Pour Sud Rail en particulier, ces réponses sont insuffisantes et justifient une grève massive tandis que la CGT Cheminots indique que le compte n'y est pas et appelle à "élever le rapport de force".

• Un dernier coup de pression

Face à ce qui est considéré comme un blocage, Jean-Pierre Farandou joue une dernière carte en s'adressant directement aux cheminots à travers une lettre ouverte de quatre pages envoyée à tous les cheminots ce mardi. Il leur met la pression.

"Les grèves catégorielles à venir chez SNCF Voyageurs n’auront pas de plus-value. Au contraire, elles fragiliseront durablement la SNCF, et donc tous les cheminots alors même que SNCF Voyageurs est confronté à la concurrence", écrit-il.

"Comment vont réagir nos clients voyageurs, qui font vivre l’entreprise en achetant des billets de train?, s'interroge-t-il. Ces mouvements de grève, ciblés sur les ponts de mai, vont pénaliser des milliers de clients et les proches qu’ils partaient retrouver grâce à nos trains".
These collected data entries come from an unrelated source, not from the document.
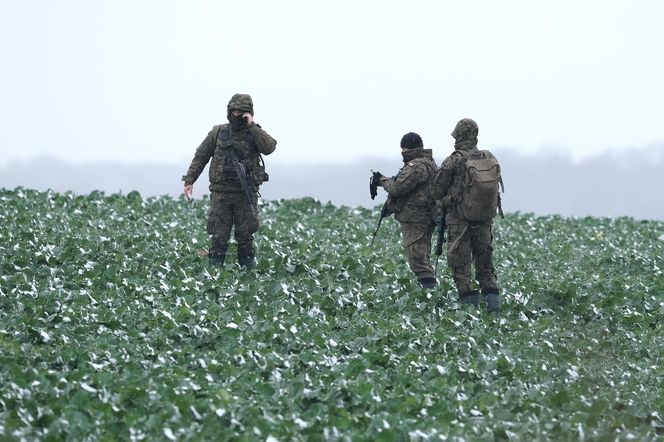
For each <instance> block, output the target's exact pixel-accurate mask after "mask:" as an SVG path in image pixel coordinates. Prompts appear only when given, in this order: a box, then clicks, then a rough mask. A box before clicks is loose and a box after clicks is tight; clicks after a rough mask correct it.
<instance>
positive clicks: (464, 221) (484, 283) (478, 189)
mask: <svg viewBox="0 0 664 442" xmlns="http://www.w3.org/2000/svg"><path fill="white" fill-rule="evenodd" d="M478 132H479V130H478V127H477V123H475V122H474V121H473V120H471V119H470V118H464V119H463V120H461V121H459V123H457V125H456V127H455V128H454V131H453V132H452V134H451V135H452V137H454V139H455V143H454V149H455V151H454V152H452V154H451V155H450V156H449V157H447V158H446V159H445V161H444V162H443V164H442V166H441V167H440V169H438V171H436V175H435V177H434V181H433V184H432V189H431V193H432V196H433V197H434V198H435V199H436V200H439V199H442V206H443V210H444V211H445V213H446V216H445V221H446V224H447V234H448V239H447V263H448V265H449V266H450V268H451V269H452V273H453V275H454V282H455V284H456V287H457V291H458V292H459V302H460V303H461V304H470V305H474V306H479V304H480V294H479V291H478V290H474V289H473V284H472V281H471V262H473V261H474V264H475V272H476V277H477V281H478V282H479V284H480V288H481V290H482V295H483V296H484V301H485V302H486V306H487V309H488V310H489V311H492V312H495V311H498V310H500V300H499V298H498V286H497V284H496V273H495V271H494V268H493V261H492V259H493V258H492V254H493V247H492V246H491V242H492V239H493V236H492V234H491V225H492V223H493V218H494V217H495V215H496V211H497V210H499V211H500V213H501V215H502V209H501V208H500V195H499V193H498V185H499V184H500V185H501V186H502V178H501V176H500V166H499V165H498V161H497V160H496V157H494V156H493V155H492V154H491V152H489V151H487V150H478V149H477V134H478Z"/></svg>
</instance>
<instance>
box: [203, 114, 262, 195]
mask: <svg viewBox="0 0 664 442" xmlns="http://www.w3.org/2000/svg"><path fill="white" fill-rule="evenodd" d="M231 150H233V151H235V154H236V155H237V159H238V161H239V162H240V163H242V164H243V165H244V167H245V169H246V172H247V174H248V175H250V176H251V177H252V178H253V182H254V185H255V187H256V189H257V190H258V187H259V186H260V185H261V184H263V182H265V181H267V180H268V178H269V177H268V175H267V173H265V163H264V162H263V157H262V156H261V154H260V152H258V149H257V147H256V143H255V142H254V137H253V136H252V135H251V133H250V132H249V131H247V130H242V131H233V130H231V126H230V124H223V125H222V126H221V128H220V129H219V132H218V134H217V141H216V145H215V149H214V154H213V155H212V160H211V162H210V183H211V187H210V188H211V189H212V190H224V191H227V190H237V191H241V189H242V187H241V185H240V180H239V178H238V176H237V173H236V171H235V168H234V167H233V163H232V160H231V158H230V156H231V155H230V154H229V152H230V151H231ZM213 187H215V189H213Z"/></svg>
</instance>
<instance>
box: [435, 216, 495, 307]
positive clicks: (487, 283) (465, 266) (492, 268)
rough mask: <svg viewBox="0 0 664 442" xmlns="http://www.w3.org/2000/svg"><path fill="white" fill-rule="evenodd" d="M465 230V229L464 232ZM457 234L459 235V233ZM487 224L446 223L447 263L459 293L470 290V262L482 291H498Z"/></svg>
mask: <svg viewBox="0 0 664 442" xmlns="http://www.w3.org/2000/svg"><path fill="white" fill-rule="evenodd" d="M464 230H465V232H464ZM460 235H462V236H461V238H459V236H460ZM492 241H493V235H492V233H491V224H470V225H468V227H467V228H466V226H465V225H463V224H452V225H449V226H448V227H447V264H448V265H449V266H450V268H451V269H452V275H453V277H454V283H455V284H456V287H457V290H458V291H459V293H467V292H469V291H471V290H473V283H472V280H471V264H474V265H475V276H476V279H477V281H478V282H479V284H480V288H481V289H482V293H484V294H486V293H491V292H498V286H497V285H496V272H495V270H494V268H493V247H492V245H491V243H492Z"/></svg>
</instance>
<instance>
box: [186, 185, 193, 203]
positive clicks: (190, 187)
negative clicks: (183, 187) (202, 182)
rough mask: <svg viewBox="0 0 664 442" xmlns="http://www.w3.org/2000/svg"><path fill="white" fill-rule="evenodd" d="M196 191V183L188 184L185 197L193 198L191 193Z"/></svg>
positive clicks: (189, 198)
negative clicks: (195, 190)
mask: <svg viewBox="0 0 664 442" xmlns="http://www.w3.org/2000/svg"><path fill="white" fill-rule="evenodd" d="M193 192H194V185H193V184H187V185H186V186H184V197H185V198H187V199H188V200H190V199H191V194H192V193H193Z"/></svg>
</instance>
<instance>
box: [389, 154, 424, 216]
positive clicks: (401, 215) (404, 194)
mask: <svg viewBox="0 0 664 442" xmlns="http://www.w3.org/2000/svg"><path fill="white" fill-rule="evenodd" d="M402 156H403V161H404V166H403V167H402V168H401V170H399V173H398V174H397V176H395V177H393V178H388V177H385V176H384V177H383V178H382V179H381V184H382V186H383V188H384V189H385V191H386V192H387V194H388V196H389V205H388V208H389V209H390V211H393V212H395V217H396V219H397V220H398V221H401V222H419V223H424V222H433V213H432V211H433V200H432V198H431V196H430V191H429V182H430V180H431V178H432V177H433V174H434V173H435V171H436V162H435V161H434V159H433V155H432V153H431V149H423V148H417V149H403V150H402Z"/></svg>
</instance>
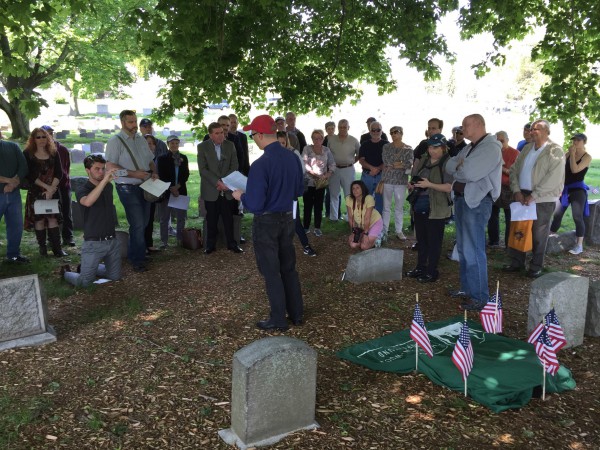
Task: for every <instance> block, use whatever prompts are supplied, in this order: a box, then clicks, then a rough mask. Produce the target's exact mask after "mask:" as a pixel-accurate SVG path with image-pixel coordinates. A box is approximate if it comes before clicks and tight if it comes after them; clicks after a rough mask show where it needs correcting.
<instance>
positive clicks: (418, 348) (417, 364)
mask: <svg viewBox="0 0 600 450" xmlns="http://www.w3.org/2000/svg"><path fill="white" fill-rule="evenodd" d="M415 295H416V296H417V305H418V304H419V293H417V294H415ZM415 373H419V344H417V342H416V341H415Z"/></svg>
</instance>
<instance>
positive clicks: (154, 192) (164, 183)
mask: <svg viewBox="0 0 600 450" xmlns="http://www.w3.org/2000/svg"><path fill="white" fill-rule="evenodd" d="M169 186H171V183H167V182H166V181H161V180H159V179H156V180H153V179H152V178H148V179H147V180H146V181H144V182H143V183H142V184H140V187H141V188H142V189H143V190H145V191H147V192H150V193H151V194H152V195H156V196H157V197H160V196H161V195H162V194H163V192H165V191H166V190H167V189H169Z"/></svg>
Et d'asséner: "L'insatisfaction des Français, voire leur colère, vont être grandes. Nous perdrons leur confiance. Qui pourrait reprocher à nos clients voyageurs de choisir, une prochaine fois, une autre solution de transport?"

Le PDG n'hésite pas à jouer sur une corde sensible: "Avec ces grèves, l’image de la SNCF va être durement affectée. Le 'SNCF bashing' va repartir de plus belle, alors que je me bats, comme beaucoup d’entre vous, pour lutter contre les idées reçues sur notre entreprise, et pour défendre les cheminots quand ils sont injustement critiqués."

Pour autant, si Jean-Pierre Farandou (sur le départ) est plutôt respecté chez les syndicats, sa missive passe mal, notamment auprès de Sud Rail.

• Le ministre des Transports change son fusil d'épaule

Ce mercredi, Philippe Tabarot estime finalement, que les demandes concernant l’organisation des plannings "sont des revendications qui peuvent s’entendre" alors qu'il y a encore deux semaines, il indiquait le contraire.

En revanche, sur la demande de la hausse de la prime de travail, il souligne comme le groupe que "les bénéfices de l’entreprise sont là pour investir dans le réseau".